Why black holes unlock the quantum majesty of the Universe

Physics

 Imagine you’ve discovered a watch in the
dirt. At closer study, one cannot but be awed by its intricate finesse and
pinpoint accuracy. The device was undoubtedly devised; this implies the
existence of a designer. The priest William Paley made this same case for God
in 1802. Just substitute “watch” for “Nature.” We now know
that Darwin’s theory of evolution by natural selection is supported by an
abundance of evidence, which severely weakens the case. Natural selection acts
as the blind watchmaker. Darwin once reflected on this idea, writing,
“There is grandeur in this view of life, with its several powers, having
been originally breathed into a few forms or into one; and that, while this
planet has gone cycling on according to the fixed law of gravity, from so
simple a beginning endless forms most beautiful and most wonderful have, and
are evolving.”

 

What about, though, the unchanging law of
gravity, without which the planets couldn’t have existed to foster the
evolution of the infinite forms? Perhaps the ties that bind the animals via the
forces of electricity and magnetism? Or the zoo of elementary particles that
make up our bodies? Who or what established the rules, the boundaries within
which everything continues its cyclical motion?

 


Reductionism can be seen as the overarching
theme of modern physics. The underlying workings of Nature do not necessitate a
massive encyclopedia. Instead, the language of mathematics allows us to
describe a seemingly unreasonable variety of natural processes, from the inside
of a proton to the birth of galaxies. It is a miracle that the language of
mathematics is suitable for the formulation of the laws of physics, as noted by
theoretical physicist Eugene Wigner, and it is a gift that we do not fully
appreciate or merit. We really ought to be thankful.

 

 

The arithmetic of the twentieth century
described a universe populated by a small number of basic particle types
interacting in a spacetime arena according to a set of rules that could fit on
the back of an envelope.

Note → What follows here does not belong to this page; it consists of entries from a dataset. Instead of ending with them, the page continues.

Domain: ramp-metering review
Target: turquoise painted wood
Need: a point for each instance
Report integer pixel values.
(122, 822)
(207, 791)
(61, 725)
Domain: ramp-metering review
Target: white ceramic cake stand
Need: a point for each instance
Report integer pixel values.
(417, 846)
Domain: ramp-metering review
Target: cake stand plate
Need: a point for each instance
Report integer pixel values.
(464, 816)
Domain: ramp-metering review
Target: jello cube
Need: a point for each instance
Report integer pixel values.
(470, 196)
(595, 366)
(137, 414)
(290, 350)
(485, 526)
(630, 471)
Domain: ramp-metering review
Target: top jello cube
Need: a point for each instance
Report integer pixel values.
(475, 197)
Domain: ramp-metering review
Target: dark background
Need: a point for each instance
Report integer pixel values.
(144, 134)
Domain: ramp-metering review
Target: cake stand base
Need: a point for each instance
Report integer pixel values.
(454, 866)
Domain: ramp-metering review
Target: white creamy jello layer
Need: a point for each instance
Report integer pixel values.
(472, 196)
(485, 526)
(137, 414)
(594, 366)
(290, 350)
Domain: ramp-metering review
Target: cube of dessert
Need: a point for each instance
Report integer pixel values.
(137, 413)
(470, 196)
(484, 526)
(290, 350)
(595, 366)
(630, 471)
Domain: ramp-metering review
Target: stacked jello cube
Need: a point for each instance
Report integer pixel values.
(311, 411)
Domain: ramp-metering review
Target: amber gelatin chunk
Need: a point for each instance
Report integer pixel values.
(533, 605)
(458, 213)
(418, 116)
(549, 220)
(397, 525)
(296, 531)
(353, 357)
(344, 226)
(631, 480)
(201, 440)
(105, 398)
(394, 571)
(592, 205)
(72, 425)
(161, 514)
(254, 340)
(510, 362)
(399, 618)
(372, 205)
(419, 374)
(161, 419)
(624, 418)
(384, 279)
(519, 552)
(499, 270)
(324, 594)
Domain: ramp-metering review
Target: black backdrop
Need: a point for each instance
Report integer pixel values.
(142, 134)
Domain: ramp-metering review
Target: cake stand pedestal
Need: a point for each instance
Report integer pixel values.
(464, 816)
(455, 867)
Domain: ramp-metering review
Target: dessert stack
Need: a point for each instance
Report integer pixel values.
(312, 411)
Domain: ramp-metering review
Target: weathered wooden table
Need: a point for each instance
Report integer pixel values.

It seems that a mathematician was responsible for
creating the Universe if it was intended.

 

Today, it looks that research into black
holes is nudging us in a new direction, towards a language more commonly
employed by quantum computer scientists. The language used to convey data. It’s
possible that space and time are conceptual constructs that don’t factor into a
fundamental description of Nature. Instead, they are created in a manner
analogous to a computer code from entangled quantum bits of information. A
computer programmer is responsible for designing the universe.

 


Nonetheless, caution is required. We risk
going too far, just like Paley did. It’s possible that information science’s
contribution to the description of black holes is leading us to a new way of
thinking about how the natural world works, but that doesn’t mean we’re robots.
Instead, we could reason that the vocabulary of computing is ideal for
explaining the algorithmic development of the universe. When put this way, the
mystery is on par with Wigner’s miracle of the suitability of mathematical
language for the formulation of physics’ rules. Bits being churned from input
to output, often known as information processing, is not a creation of computer
science but rather a property of the Universe itself. Spacetime as quantum
computer code may lead us to believe that a programmer is at work, but an
alternative explanation is that terrestrial computer scientists have stumbled
upon techniques that Nature has already put to use. In this light, black holes
might be seen as cosmic Rosetta Stones that help us interpret our observations
into a new language that reveals the deepest meaning and most dazzling beauty.